KEPANJEN, RADAR MALANG – Pemerintah Kabupaten (Pemkab) Malang terus mengoptimalkan pelayanan kesehatan di fasilitas kesehatan (faskes) tingkat pertama. Bupati Malang M. Sanusi memastikan operasional puskesmas berjalan maksimal melalui peninjauan langsung ke lapangan.
Hal itu disampaikan saat pemberian tugas tambahan kepada tenaga kesehatan (nakes) sebagai kepala puskesmas, Senin (13/4) di Pendapa Agung Kabupaten Malang.
“Puskesmas rutin kami kunjungi untuk memastikan pelayanan terus berjalan. Puskesmas juga dibebaskan dari WFH,” ujar Sanusi.
Hingga Selasa (14/4), tercatat delapan puskesmas telah dikunjungi. Terbaru yakni Puskesmas Pamotan, Dampit, dan Turen. Sebelumnya, Sanusi juga meninjau Puskesmas Sumberpucung, Kalipare, Pagak, Sumbermanjing Kulon, dan Donomulyo.
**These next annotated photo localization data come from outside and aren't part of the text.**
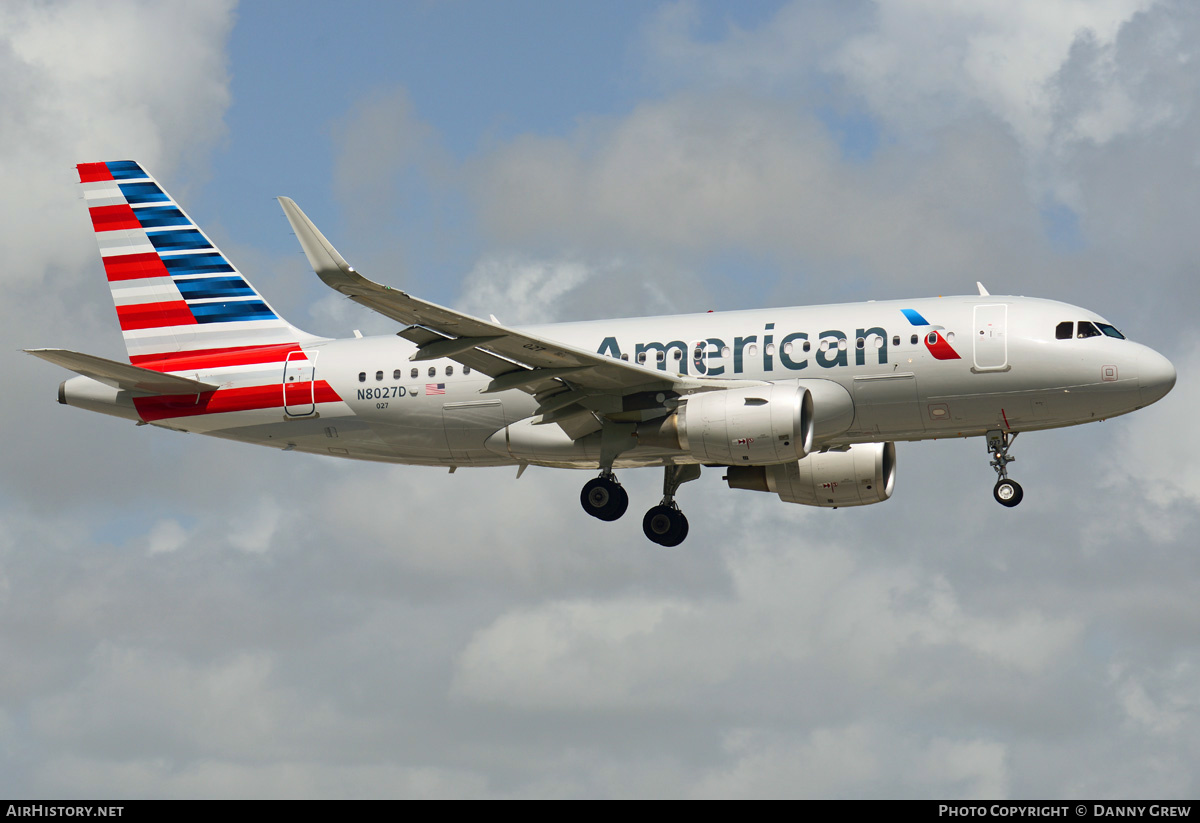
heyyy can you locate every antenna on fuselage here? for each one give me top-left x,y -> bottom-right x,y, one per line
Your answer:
977,282 -> 990,296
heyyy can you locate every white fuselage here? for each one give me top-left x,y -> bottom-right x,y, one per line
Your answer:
61,294 -> 1175,469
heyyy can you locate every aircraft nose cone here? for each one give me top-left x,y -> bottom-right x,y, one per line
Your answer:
1139,348 -> 1176,406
Menurutnya, peninjauan ini bertujuan menyerap aspirasi masyarakat serta tenaga medis. Selain itu, untuk memastikan kesiapan sarana dan prasarana penunjang layanan kesehatan.
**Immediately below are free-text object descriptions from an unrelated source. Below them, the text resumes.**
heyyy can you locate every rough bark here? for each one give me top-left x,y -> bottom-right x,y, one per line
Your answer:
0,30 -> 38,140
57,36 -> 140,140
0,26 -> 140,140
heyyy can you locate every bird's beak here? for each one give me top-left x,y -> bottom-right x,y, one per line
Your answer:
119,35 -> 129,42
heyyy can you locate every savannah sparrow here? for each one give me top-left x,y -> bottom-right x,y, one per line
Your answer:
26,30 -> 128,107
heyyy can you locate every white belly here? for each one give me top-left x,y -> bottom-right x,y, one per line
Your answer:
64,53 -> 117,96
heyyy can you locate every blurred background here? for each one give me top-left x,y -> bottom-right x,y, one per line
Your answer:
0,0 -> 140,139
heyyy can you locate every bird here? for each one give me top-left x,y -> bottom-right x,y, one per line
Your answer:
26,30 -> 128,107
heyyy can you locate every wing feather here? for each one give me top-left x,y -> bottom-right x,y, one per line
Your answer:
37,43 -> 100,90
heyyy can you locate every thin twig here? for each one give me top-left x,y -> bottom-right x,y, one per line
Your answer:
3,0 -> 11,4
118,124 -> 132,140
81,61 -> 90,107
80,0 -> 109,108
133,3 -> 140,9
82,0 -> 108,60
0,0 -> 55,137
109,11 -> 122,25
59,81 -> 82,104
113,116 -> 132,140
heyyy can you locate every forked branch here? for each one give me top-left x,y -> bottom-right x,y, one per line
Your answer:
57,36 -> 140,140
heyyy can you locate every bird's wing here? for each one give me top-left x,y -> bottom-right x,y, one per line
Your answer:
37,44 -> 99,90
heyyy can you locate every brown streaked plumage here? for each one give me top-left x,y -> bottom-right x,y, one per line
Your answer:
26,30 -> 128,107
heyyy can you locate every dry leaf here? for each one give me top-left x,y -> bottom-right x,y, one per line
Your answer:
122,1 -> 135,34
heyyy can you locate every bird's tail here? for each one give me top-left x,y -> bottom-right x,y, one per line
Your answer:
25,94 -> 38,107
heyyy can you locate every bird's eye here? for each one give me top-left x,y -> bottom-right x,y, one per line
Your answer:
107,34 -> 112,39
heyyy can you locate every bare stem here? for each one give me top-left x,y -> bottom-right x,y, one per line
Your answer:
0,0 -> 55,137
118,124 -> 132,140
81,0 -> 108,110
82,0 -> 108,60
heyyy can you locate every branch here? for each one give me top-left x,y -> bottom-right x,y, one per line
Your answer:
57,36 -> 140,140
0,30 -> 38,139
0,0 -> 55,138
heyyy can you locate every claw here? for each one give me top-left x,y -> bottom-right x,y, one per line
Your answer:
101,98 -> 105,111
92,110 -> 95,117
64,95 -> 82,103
Beberapa aspek yang menjadi perhatian antara lain penerangan, ketersediaan air bersih, hingga kesiapan genset guna mendukung operasional layanan.
“Pelayanan kesehatan tingkat pertama seperti puskesmas memiliki peran strategis dalam mewujudkan masyarakat yang sehat dan produktif,” jelasnya.
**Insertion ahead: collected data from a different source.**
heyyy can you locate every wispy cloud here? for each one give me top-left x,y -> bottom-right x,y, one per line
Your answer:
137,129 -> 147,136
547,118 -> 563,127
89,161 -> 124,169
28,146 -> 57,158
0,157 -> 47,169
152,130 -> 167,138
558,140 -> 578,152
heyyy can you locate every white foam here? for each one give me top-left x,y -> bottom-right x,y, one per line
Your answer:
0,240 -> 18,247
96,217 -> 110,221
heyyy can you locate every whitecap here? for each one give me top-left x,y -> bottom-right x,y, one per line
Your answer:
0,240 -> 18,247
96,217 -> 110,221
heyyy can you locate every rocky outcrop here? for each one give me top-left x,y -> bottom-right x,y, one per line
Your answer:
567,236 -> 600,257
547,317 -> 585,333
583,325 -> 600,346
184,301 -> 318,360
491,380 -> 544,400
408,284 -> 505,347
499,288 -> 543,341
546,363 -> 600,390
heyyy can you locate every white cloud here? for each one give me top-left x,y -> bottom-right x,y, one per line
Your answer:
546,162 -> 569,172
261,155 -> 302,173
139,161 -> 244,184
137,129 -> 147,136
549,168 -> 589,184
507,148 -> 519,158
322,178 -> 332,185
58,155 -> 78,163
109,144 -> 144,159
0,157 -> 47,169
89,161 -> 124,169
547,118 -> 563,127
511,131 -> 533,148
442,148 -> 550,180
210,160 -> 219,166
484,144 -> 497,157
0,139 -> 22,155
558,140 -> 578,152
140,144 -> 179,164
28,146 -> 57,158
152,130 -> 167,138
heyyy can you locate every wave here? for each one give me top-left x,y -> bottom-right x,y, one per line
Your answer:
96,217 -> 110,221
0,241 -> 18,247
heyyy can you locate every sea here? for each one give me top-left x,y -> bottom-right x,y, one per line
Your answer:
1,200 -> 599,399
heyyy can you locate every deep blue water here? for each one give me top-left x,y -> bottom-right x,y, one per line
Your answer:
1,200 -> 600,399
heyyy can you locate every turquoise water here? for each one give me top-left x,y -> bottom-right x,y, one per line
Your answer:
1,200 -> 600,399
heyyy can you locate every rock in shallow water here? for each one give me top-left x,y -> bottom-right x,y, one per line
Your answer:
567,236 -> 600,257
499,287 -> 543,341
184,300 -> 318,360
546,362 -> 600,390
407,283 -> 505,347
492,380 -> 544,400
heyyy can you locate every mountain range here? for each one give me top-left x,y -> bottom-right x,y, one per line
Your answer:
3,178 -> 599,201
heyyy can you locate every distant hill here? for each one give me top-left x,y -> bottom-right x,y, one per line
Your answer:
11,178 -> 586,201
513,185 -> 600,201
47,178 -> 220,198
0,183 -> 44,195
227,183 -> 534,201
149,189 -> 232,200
Baca Juga: Puskesmas Sumberpucung Buka Layanan Tes dan Konsultasi HIV/AIDS, Warga Bisa Cek Gratis
Sanusi juga menekankan pentingnya peningkatan kualitas layanan. Termasuk menghadirkan fasilitas ramah anak serta tenaga medis yang profesional, responsif, dan komunikatif.
Ia mengimbau puskesmas aktif memantau perkembangan ibu hamil dan balita. Selain itu, pemberian makanan tambahan juga didorong untuk menunjang kesehatan keduanya.
“Perkembangan ibu hamil dan balita harus dipantau dan dilaporkan secara berkala ke Dinas KB,” tegasnya.